では、クライマックスシーンである。姉が憑依しているマスコットとの別れの会話。人形の中の姉は天に昇り、突然、あたり一面にひまわりの花が咲き誇る。『天体のメソッド』か? 日羽はひまわりの道を駆け抜け、大声で叫ぶ。「ここにいるよ」と。

なんともファンタジックな展開であるが、ここには多くの意味が込められている。まずは、日羽がフラガールとして成長した証。日羽はフラダンスの仕事で紆余曲折を経て、最終的には一人前のフラガールとして認められている。大事なのは、日羽自身がそれを知ったということである。すなわち、自分はフラガールとして今ここにいるという誇りの現れである。

次に、姉の存在を永遠のものにするという点。このあたりは映画トロプリの感想でも書いた。姉が亡くなっても、姉の想い全てを受け取って生きていく存在=日羽はいて、日羽の中に姉はいる。このあたりは、死者に対するメッセ―ジともとれるだろう。

また、スパリゾートハワイアンズの壊れた壁に象徴されるように、今日日羽が受け継いでいるのは、過去の人々が苦しさを耐え忍んで作り上げたものの集大成だ。その中の一つが、かつてフラガールであった真理の冠名「プアラ」に他ならない。

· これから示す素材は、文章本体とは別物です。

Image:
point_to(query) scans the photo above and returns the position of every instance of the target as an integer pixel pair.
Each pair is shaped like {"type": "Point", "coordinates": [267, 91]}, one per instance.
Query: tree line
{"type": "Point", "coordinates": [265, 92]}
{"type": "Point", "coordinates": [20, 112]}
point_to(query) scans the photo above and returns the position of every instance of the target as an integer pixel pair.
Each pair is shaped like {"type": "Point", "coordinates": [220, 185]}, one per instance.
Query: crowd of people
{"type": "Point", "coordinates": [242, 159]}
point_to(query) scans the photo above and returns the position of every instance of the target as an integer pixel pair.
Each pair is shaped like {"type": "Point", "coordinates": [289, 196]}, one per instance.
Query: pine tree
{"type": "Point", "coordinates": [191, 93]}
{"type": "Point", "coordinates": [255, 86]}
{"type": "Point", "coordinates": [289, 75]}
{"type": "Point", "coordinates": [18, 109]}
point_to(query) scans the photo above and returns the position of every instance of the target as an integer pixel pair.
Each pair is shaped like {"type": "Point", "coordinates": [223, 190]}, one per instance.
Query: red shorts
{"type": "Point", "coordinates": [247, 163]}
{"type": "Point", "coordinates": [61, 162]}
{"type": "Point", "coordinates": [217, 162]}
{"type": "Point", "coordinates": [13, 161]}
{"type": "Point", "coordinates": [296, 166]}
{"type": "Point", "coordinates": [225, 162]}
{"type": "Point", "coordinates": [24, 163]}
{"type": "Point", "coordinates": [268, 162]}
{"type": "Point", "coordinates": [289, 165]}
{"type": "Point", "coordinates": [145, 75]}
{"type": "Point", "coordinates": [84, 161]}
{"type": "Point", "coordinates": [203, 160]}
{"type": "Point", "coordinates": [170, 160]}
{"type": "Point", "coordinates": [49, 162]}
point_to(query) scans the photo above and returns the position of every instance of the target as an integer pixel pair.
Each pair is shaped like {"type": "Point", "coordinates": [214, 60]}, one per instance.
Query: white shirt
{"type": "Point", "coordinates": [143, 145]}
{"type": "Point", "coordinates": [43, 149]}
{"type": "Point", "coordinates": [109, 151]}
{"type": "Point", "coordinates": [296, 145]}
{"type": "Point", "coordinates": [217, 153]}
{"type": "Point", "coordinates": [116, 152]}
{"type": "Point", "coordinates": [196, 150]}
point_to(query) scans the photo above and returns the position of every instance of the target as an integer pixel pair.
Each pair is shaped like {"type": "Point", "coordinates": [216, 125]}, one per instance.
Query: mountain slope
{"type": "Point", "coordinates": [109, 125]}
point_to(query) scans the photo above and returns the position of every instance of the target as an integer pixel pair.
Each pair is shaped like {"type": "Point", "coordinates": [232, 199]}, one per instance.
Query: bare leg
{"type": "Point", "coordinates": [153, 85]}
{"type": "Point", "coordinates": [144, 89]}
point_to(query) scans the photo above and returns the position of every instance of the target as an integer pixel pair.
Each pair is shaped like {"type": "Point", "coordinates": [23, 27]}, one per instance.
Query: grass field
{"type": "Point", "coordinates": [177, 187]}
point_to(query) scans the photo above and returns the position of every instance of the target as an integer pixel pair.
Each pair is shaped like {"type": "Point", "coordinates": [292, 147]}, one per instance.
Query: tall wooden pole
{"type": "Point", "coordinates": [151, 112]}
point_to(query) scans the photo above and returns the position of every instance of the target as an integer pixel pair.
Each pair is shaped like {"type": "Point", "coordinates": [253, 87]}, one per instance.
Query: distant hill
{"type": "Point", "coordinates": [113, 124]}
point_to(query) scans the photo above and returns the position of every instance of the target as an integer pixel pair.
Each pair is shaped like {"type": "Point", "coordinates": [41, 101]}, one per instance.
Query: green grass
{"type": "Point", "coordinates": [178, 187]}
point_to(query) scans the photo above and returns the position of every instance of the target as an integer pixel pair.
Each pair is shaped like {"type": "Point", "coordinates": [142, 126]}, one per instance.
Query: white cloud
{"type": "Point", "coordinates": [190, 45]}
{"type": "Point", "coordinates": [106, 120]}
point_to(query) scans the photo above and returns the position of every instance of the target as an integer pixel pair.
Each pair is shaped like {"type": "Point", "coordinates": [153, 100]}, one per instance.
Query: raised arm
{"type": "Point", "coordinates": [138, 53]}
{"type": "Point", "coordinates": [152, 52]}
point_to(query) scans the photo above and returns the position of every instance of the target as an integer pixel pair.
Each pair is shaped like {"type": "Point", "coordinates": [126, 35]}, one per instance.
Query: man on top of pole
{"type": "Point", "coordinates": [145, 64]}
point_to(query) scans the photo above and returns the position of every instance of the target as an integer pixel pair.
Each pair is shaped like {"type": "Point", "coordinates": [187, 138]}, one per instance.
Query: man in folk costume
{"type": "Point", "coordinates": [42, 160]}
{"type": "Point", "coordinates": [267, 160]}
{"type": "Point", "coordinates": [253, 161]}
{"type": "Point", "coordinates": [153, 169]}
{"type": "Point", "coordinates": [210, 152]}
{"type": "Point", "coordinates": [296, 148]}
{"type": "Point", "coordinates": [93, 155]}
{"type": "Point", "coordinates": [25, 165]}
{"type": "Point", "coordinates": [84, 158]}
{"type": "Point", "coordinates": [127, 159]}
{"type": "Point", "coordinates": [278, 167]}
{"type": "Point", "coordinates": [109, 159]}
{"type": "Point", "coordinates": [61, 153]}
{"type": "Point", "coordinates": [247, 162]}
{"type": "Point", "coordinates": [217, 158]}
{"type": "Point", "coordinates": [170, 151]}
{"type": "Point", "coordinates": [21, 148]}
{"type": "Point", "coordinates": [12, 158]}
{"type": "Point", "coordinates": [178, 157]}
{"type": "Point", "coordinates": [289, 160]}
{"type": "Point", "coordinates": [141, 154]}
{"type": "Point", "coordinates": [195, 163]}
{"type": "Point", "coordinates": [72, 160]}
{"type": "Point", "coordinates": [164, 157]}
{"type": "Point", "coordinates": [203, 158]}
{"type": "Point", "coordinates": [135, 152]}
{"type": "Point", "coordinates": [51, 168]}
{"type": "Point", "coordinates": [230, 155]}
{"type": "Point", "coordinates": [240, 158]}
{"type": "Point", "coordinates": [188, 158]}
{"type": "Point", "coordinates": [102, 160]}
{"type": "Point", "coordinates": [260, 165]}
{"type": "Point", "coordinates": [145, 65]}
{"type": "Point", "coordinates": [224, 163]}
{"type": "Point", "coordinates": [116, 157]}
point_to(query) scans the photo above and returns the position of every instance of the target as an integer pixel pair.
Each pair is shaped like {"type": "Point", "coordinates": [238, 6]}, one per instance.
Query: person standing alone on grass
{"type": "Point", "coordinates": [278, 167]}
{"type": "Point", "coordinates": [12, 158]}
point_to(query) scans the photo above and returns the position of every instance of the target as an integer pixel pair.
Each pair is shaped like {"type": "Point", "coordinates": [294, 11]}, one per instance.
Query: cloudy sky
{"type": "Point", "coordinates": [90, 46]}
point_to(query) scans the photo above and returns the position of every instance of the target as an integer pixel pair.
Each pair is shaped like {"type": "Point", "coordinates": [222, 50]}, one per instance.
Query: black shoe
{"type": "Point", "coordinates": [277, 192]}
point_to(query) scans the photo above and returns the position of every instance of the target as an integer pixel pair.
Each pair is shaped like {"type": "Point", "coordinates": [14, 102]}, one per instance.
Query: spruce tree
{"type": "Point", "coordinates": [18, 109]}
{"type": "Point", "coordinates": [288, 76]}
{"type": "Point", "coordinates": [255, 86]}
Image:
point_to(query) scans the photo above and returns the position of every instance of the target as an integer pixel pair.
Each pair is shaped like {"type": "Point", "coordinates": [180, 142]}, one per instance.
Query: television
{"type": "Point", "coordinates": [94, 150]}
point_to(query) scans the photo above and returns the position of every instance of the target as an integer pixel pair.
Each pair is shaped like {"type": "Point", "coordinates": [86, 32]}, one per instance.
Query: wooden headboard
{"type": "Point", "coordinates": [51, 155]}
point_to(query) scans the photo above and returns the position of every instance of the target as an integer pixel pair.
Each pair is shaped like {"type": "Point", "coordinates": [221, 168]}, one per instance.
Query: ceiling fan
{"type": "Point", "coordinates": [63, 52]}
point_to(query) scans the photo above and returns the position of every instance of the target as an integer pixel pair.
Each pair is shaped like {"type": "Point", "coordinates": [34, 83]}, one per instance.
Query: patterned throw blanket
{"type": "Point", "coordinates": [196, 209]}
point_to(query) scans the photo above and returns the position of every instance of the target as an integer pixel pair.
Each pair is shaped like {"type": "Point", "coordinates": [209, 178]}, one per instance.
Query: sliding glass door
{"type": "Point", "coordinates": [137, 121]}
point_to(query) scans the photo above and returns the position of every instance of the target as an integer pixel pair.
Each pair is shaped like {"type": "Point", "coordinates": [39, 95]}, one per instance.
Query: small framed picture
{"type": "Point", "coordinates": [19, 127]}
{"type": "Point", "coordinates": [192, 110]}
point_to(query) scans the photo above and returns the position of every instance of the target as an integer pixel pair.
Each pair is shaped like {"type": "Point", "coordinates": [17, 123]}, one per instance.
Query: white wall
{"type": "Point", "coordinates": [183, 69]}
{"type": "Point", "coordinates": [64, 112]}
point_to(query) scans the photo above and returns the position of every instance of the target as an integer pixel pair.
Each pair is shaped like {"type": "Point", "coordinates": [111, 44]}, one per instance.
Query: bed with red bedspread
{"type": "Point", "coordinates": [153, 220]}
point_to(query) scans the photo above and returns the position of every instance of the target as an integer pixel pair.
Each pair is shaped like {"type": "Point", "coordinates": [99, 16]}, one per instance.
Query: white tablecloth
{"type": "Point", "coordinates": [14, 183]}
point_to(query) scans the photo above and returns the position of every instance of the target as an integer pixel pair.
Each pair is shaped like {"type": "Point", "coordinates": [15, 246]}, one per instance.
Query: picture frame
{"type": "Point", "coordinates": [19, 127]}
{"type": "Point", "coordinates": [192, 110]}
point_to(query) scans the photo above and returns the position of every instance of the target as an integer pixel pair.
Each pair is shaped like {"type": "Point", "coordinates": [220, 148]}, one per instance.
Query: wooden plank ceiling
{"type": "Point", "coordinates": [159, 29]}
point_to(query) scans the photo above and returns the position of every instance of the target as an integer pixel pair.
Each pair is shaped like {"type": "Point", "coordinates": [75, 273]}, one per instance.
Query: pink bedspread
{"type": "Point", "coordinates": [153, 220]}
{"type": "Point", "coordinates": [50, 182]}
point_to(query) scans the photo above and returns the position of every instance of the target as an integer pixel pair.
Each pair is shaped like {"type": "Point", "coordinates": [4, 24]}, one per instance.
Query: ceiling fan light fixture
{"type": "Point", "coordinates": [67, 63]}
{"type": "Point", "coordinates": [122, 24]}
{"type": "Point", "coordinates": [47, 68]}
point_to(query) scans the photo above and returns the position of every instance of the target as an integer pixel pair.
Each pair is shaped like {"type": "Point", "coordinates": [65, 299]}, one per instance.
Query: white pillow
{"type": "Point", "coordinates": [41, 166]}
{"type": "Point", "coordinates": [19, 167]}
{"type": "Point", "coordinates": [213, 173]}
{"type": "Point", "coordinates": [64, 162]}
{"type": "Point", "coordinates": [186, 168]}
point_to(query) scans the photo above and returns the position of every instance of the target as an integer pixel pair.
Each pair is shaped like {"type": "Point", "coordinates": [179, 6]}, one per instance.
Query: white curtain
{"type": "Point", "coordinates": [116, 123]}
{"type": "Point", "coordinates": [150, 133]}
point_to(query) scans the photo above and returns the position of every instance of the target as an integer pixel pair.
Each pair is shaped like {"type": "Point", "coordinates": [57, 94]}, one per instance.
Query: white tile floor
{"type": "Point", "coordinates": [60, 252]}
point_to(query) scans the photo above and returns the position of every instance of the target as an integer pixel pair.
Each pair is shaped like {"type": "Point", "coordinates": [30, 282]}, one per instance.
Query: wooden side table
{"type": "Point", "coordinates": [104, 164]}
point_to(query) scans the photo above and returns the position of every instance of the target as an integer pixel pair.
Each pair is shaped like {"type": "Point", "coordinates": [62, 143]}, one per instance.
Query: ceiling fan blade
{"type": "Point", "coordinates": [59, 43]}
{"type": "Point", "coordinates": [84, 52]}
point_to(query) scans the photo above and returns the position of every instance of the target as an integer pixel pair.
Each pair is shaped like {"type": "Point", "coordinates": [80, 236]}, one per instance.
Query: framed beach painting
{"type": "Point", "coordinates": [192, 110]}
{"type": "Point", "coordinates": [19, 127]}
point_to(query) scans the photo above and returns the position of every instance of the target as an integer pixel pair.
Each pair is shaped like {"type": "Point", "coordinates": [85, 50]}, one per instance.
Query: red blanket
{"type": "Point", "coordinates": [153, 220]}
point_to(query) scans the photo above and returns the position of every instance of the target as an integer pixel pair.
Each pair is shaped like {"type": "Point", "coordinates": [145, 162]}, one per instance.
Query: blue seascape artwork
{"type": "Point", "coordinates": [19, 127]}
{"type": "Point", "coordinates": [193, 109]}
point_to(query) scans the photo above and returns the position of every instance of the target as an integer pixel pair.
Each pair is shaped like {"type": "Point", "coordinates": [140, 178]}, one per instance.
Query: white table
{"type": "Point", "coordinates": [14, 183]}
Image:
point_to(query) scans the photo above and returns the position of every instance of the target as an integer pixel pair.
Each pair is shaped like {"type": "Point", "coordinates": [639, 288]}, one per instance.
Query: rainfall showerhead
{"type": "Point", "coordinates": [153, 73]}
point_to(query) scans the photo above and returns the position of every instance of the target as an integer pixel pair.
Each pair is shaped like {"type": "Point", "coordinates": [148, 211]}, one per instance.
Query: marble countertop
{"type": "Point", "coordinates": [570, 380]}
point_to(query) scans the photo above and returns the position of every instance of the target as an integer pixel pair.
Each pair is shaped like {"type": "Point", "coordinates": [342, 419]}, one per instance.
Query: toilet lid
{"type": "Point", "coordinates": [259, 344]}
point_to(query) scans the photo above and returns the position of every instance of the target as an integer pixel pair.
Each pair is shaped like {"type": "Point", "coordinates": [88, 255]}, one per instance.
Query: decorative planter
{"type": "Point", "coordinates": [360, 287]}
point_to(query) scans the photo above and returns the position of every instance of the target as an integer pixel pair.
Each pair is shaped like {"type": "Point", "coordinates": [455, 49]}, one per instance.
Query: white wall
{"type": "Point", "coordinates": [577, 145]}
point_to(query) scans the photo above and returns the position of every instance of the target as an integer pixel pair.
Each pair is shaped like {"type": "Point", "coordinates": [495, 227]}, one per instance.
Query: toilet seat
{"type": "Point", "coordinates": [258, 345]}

日羽は今後、塩屋崎さんからプアラを引き継ぐことを示唆されている。これも同様に、時を超えて受け継ぐ存在がいるという意味での、「ここにいるよ」である。先人たちへの敬意が込められているのも、忘れてはならない。

最後に、被災者に向けたメッセージである。結局、本作が常に何を重視していたかと言うと、災害に遭った人々の努力と、前を向き続ける意思である。日羽が十年前に味わった絶望から、姉と同じ道を辿り、悲劇を受け入れ、自尊心を取り戻した。この一連のストーリーはいわば「被災者の成功体験」である。つまり、未来への希望という意味合いが込められている。視聴者は日羽と自分を重ね合わせることによって、どんな困難も乗り越えられるというメッセージを受け取ったはずだ。

以上、内容面についてはこれで終わり。あとは、ファンタジックな現象に対するあれこれ。結論として、人形に姉が憑依しているという設定を持ち出したのは、ストーリー分析的に、ひいてはドラマ作りとしても正解である。

これにより本作は、本ブログで度々批判している(することになるだろう)自己完結のストーリーを回避している。普通は、人は他者の言葉によって気付きを得、変化する。本作も日羽は人形=姉との会話で、自信をつけたり、姉の死を受け入れて成長したりする。ここで重要なのは、日羽は人形自身が意識を持って喋っていると思いこんでいるということだ(ごっこ遊びではない)。そのため、日羽とその姉の真理のストーリーには、それなりの強度がある。

まあ、色々述べてきたが、映画の完成度自体は高くない。特に、中盤のチーム仲間に焦点を当てた話は、無いほうがマシなレベルだ。それでも、好きになれる部分は確かにある。そうでなければ、こうして記事を書くことも無かっただろう。あと、フィロソフィーのダンスの主題歌は、間違いなく今年のアニメ映画のベスト候補に挙がってくるほど素晴らしい。いい映画でした。ありがとう。